Is there anything out there where Wilkes Booth doesn't succeed and then the supposition becomes how Reconstruction went under the way Lincoln intended? What does a United States guided by Lincoln in the post Civil War years look like..

I thought that was what I was answering.  Nope. And for those reasons.  Nobody can or even wants to, really, imagine a US in which the political battles set off by his death, in which Grant wasn't distracted by holding the Union victory together in D.C. instead of overseeing Reconstruction, and working in tandem with a sensible person.  No one could ever employ 'sensible' to describe the real drunk in this story, Andrew Johnson -- something Chernow seems not to have noticed.

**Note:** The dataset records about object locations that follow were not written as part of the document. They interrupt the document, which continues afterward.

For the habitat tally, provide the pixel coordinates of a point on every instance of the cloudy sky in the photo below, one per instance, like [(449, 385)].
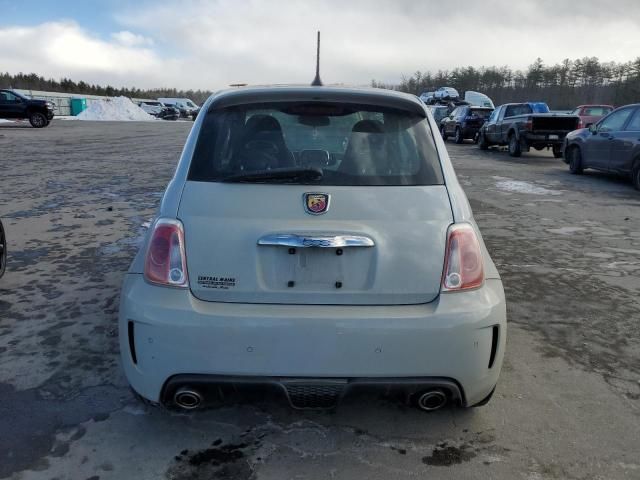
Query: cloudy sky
[(209, 44)]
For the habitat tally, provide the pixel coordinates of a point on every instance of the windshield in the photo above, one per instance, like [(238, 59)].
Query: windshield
[(350, 145)]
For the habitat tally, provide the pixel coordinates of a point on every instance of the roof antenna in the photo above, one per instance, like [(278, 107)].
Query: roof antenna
[(316, 81)]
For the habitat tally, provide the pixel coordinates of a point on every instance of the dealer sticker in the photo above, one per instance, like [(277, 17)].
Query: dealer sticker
[(218, 283)]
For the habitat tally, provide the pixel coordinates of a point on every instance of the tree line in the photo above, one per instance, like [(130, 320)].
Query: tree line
[(563, 85), (32, 81)]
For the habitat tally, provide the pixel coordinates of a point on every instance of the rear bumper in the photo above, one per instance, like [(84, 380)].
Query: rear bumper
[(172, 333)]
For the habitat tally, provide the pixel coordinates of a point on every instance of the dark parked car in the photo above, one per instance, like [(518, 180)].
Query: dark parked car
[(464, 122), (3, 250), (439, 112), (610, 145), (16, 106), (591, 114), (520, 127)]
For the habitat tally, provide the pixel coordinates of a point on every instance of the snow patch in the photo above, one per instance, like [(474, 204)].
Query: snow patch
[(518, 186), (115, 109), (566, 230)]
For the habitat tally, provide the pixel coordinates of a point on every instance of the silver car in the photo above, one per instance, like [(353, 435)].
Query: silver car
[(315, 242)]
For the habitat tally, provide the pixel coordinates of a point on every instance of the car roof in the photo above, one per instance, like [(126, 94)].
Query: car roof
[(595, 105), (273, 94)]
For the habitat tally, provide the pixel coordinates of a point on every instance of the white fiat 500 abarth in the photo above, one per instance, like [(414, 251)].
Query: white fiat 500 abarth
[(313, 240)]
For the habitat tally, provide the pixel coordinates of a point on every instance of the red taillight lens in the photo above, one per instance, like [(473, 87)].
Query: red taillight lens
[(463, 267), (166, 263)]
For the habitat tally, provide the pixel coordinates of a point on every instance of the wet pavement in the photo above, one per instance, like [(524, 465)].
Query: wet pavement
[(76, 199)]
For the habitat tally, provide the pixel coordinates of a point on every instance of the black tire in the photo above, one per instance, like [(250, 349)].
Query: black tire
[(482, 142), (636, 175), (575, 161), (38, 120), (458, 138), (557, 151), (515, 149), (3, 250)]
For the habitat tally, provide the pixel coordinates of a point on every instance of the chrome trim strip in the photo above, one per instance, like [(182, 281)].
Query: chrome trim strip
[(318, 241)]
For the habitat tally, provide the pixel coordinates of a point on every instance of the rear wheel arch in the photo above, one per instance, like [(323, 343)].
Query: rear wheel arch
[(635, 172), (574, 159)]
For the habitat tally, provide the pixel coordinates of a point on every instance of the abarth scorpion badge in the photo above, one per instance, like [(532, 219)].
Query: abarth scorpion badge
[(316, 203)]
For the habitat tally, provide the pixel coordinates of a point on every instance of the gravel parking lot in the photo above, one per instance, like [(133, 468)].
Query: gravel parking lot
[(76, 198)]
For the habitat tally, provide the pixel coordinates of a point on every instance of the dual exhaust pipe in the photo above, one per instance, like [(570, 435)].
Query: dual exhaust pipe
[(187, 398), (429, 400)]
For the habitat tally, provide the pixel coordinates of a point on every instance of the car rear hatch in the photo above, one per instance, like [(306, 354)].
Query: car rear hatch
[(315, 202), (256, 244)]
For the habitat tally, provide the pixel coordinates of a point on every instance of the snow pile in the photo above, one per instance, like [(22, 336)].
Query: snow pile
[(117, 108)]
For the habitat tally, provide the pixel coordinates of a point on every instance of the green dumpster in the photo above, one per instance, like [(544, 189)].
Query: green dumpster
[(78, 105)]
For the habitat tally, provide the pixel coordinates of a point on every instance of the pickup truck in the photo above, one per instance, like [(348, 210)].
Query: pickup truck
[(518, 126), (16, 106)]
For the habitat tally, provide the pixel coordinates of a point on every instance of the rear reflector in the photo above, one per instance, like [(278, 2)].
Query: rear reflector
[(495, 331), (165, 262), (463, 268), (132, 342)]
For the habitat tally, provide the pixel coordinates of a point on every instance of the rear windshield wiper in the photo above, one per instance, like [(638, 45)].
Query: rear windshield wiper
[(283, 174)]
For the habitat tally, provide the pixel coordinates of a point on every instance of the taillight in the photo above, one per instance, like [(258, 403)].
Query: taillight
[(463, 267), (166, 263)]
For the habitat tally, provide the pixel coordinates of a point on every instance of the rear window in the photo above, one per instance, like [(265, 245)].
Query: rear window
[(596, 111), (514, 110), (349, 144), (480, 112)]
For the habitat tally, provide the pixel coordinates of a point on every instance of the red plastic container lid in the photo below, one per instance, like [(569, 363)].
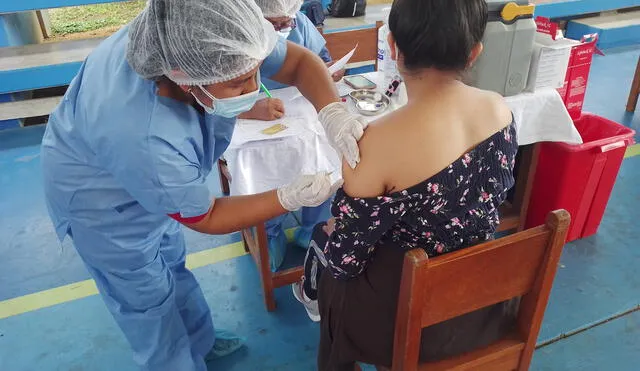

The Chernow bio was ... disappointing, shall we say?  This is the best Grant bio I have read:

American Ulysses: A Life of Ulysses S. Grant by Ronald C. White Jr., (2016) who is a Canadian!  Chernow's Hamiliton was first rate plus included some original discoveries about Hamilton.  His Grant biography is a rehash of much older writers who had more than a whiff of Glorious Lost Cause about them.  

There is also Grant's own Memoirs.  A lot of people don't bother with the first part, which is the Mexican War, but it is just brilliant. Grant was such a good writer.  His editor/publisher, Mark Twain, was so impressed.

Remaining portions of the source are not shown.